Infrastructure as Code Fundamentals
Manual infrastructure provisioning doesn't scale and creates drift. Infrastructure as Code (IaC) makes your infrastructure reproducible, version-controlled, and self-documenting.
Why IaC?
- Reproducibility: Same code = same infrastructure
- Version control: Track and audit changes
- Collaboration: Review infrastructure changes like code
- Documentation: Code documents what exists
Terraform Basics
# main.tf
terraform {
required_providers {
aws = {
source = "hashicorp/aws"
version = "~> 5.0"
}
}
backend "s3" {
bucket = "my-terraform-state"
key = "prod/terraform.tfstate"
region = "us-east-1"
}
}
provider "aws" {
region = var.aws_region
}
# Variables
variable "aws_region" {
default = "us-east-1"
}
variable "environment" {
type = string
}
Data Infrastructure Example
# S3 bucket for data lake
resource "aws_s3_bucket" "data_lake" {
bucket = "company-data-lake-${var.environment}"
tags = {
Environment = var.environment
Purpose = "Data Lake"
}
}
resource "aws_s3_bucket_versioning" "data_lake" {
bucket = aws_s3_bucket.data_lake.id
versioning_configuration {
status = "Enabled"
}
}
# RDS for data warehouse
resource "aws_db_instance" "analytics" {
identifier = "analytics-${var.environment}"
engine = "postgres"
engine_version = "15"
instance_class = "db.r6g.large"
allocated_storage = 100
max_allocated_storage = 500
db_name = "analytics"
username = var.db_username
password = var.db_password
vpc_security_group_ids = [aws_security_group.db.id]

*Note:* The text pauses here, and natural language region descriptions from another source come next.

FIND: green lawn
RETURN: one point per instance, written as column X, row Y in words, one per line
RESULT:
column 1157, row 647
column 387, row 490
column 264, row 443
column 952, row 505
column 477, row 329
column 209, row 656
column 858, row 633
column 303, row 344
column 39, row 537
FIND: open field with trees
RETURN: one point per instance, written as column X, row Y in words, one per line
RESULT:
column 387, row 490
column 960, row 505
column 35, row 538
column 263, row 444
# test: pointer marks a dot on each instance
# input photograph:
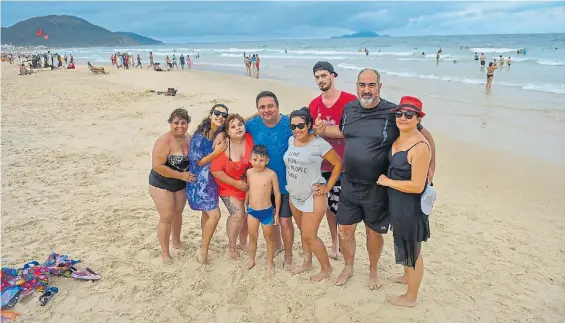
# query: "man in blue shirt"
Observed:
(272, 129)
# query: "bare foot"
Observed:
(346, 273)
(334, 254)
(271, 269)
(402, 300)
(306, 266)
(323, 274)
(233, 253)
(400, 279)
(167, 259)
(288, 263)
(374, 281)
(202, 258)
(177, 244)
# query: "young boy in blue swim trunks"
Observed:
(263, 183)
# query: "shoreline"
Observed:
(503, 119)
(91, 136)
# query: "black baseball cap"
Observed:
(324, 66)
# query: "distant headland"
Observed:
(68, 31)
(362, 34)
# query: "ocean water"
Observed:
(542, 69)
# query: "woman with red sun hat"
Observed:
(406, 180)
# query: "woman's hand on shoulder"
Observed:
(220, 137)
(187, 177)
(221, 147)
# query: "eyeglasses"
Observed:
(218, 113)
(408, 114)
(299, 126)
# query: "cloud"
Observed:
(201, 21)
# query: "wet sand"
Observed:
(75, 162)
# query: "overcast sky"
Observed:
(205, 21)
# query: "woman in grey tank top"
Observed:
(308, 189)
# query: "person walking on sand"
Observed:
(168, 177)
(405, 181)
(369, 129)
(188, 62)
(229, 169)
(490, 73)
(257, 62)
(263, 183)
(202, 194)
(308, 189)
(151, 61)
(247, 62)
(272, 129)
(328, 108)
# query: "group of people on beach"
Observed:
(30, 62)
(125, 60)
(348, 158)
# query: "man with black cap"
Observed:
(369, 129)
(327, 108)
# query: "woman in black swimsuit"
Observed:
(490, 73)
(168, 177)
(406, 181)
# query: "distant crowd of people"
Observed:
(350, 158)
(125, 60)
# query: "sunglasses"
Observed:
(299, 126)
(408, 114)
(218, 113)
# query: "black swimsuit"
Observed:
(175, 162)
(410, 226)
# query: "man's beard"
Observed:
(369, 103)
(327, 87)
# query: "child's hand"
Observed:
(319, 189)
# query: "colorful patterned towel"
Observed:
(33, 277)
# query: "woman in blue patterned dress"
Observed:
(202, 194)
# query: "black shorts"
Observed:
(333, 194)
(284, 212)
(363, 202)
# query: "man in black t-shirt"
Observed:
(368, 126)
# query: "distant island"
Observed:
(362, 34)
(68, 31)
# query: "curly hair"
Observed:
(303, 113)
(206, 124)
(230, 118)
(180, 113)
(260, 150)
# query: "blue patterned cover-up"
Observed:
(202, 194)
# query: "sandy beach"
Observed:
(75, 159)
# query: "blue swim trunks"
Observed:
(266, 216)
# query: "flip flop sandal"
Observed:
(15, 299)
(87, 274)
(46, 297)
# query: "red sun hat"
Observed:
(410, 103)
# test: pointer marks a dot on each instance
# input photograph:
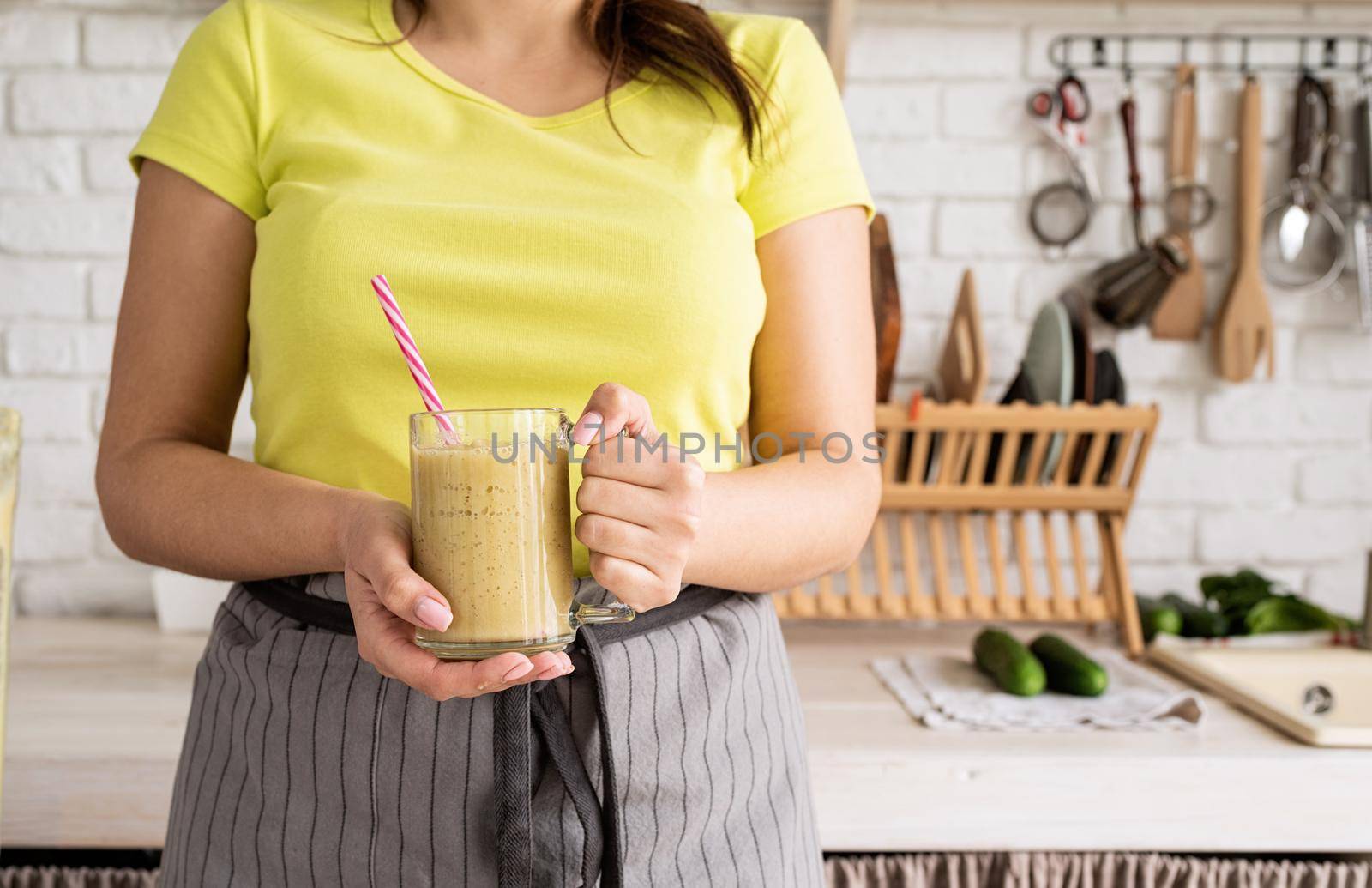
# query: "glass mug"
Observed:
(490, 508)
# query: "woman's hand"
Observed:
(388, 600)
(640, 501)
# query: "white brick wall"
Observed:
(1278, 474)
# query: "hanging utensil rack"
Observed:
(973, 514)
(1348, 54)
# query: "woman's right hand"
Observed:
(388, 600)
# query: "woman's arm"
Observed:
(172, 496)
(777, 524)
(169, 493)
(652, 523)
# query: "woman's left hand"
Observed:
(640, 498)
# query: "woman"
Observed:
(623, 203)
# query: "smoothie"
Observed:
(494, 538)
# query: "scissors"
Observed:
(1061, 212)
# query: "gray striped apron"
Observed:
(674, 755)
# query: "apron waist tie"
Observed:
(521, 713)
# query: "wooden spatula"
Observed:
(962, 368)
(1182, 311)
(1243, 329)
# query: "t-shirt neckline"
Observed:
(383, 21)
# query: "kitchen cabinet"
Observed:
(98, 710)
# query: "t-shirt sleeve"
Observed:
(809, 162)
(206, 124)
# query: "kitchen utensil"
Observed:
(1303, 235)
(1109, 387)
(1021, 391)
(1362, 243)
(1243, 329)
(1061, 212)
(1129, 118)
(1125, 291)
(885, 305)
(1180, 315)
(962, 368)
(1188, 203)
(1047, 366)
(1083, 359)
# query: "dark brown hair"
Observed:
(678, 41)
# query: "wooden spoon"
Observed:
(885, 305)
(1182, 311)
(1243, 329)
(962, 368)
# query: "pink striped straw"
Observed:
(409, 349)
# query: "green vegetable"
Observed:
(1157, 618)
(1253, 604)
(1237, 595)
(1069, 670)
(1290, 613)
(1008, 663)
(1197, 619)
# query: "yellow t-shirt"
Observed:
(534, 257)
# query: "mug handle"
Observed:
(596, 613)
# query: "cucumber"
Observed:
(1197, 620)
(1157, 618)
(1069, 670)
(1008, 663)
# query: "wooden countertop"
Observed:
(98, 710)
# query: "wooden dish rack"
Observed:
(971, 490)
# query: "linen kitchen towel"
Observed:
(950, 693)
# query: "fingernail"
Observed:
(432, 613)
(587, 427)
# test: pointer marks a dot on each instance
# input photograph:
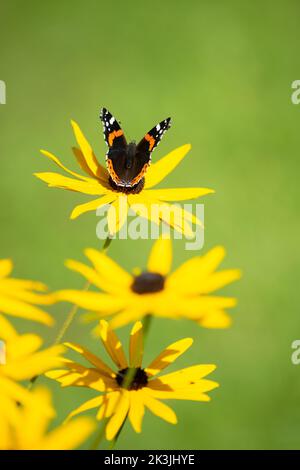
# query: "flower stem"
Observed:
(130, 375)
(67, 323)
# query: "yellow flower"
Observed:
(117, 401)
(17, 296)
(28, 430)
(98, 183)
(22, 361)
(184, 293)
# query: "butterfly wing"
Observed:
(153, 137)
(145, 148)
(117, 146)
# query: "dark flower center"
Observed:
(136, 189)
(137, 378)
(147, 283)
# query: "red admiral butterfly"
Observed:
(128, 163)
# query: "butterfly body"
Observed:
(127, 163)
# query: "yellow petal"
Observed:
(112, 345)
(168, 356)
(178, 194)
(68, 436)
(182, 377)
(95, 301)
(116, 421)
(160, 259)
(6, 267)
(91, 205)
(13, 390)
(102, 174)
(195, 391)
(136, 345)
(96, 361)
(158, 171)
(117, 214)
(55, 180)
(63, 167)
(21, 309)
(12, 287)
(158, 408)
(188, 277)
(108, 268)
(87, 151)
(80, 376)
(136, 410)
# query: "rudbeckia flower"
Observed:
(119, 398)
(97, 182)
(22, 360)
(28, 430)
(185, 293)
(19, 297)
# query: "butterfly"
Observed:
(128, 163)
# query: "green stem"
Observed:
(69, 320)
(130, 375)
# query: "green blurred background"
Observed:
(223, 71)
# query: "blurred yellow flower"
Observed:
(22, 361)
(98, 183)
(121, 398)
(185, 293)
(28, 430)
(17, 296)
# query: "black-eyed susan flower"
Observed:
(119, 398)
(19, 297)
(22, 360)
(28, 428)
(188, 292)
(97, 182)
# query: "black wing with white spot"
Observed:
(113, 134)
(153, 137)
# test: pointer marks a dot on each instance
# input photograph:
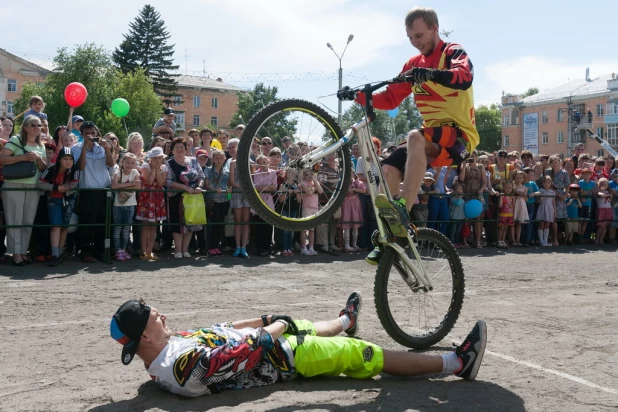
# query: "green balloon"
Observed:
(120, 107)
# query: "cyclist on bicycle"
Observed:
(441, 79)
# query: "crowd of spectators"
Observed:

db_subnet_group_name = aws_db_subnet_group.main.name
backup_retention_period = 7
skip_final_snapshot = false
}
Modules for Reusability
# modules/data-pipeline/main.tf
variable "pipeline_name" {}
variable "s3_bucket" {}
resource "aws_glue_job" "etl" {
name = var.pipeline_name
role_arn = aws_iam_role.glue.arn
command {
script_location = "s3://${var.s3_bucket}/scripts/${var.pipeline_name}.py"
python_version = "3"
}
}
# Usage
module "sales_pipeline" {
source = "./modules/data-pipeline"
pipeline_name = "sales-etl"
s3_bucket = aws_s3_bucket.scripts.id
}
Workflow
# Initialize
terraform init
# Preview changes
terraform plan
# Apply changes
terraform apply
# Destroy (careful!)
terraform destroy
Best Practices
- Always use remote state storage
- Lock state to prevent concurrent modifications
- Use workspaces or directories for environments
- Keep sensitive values in secrets manager
- Review plan output before applying
IaC is a fundamental skill for modern data engineering. Start small and expand coverage iteratively.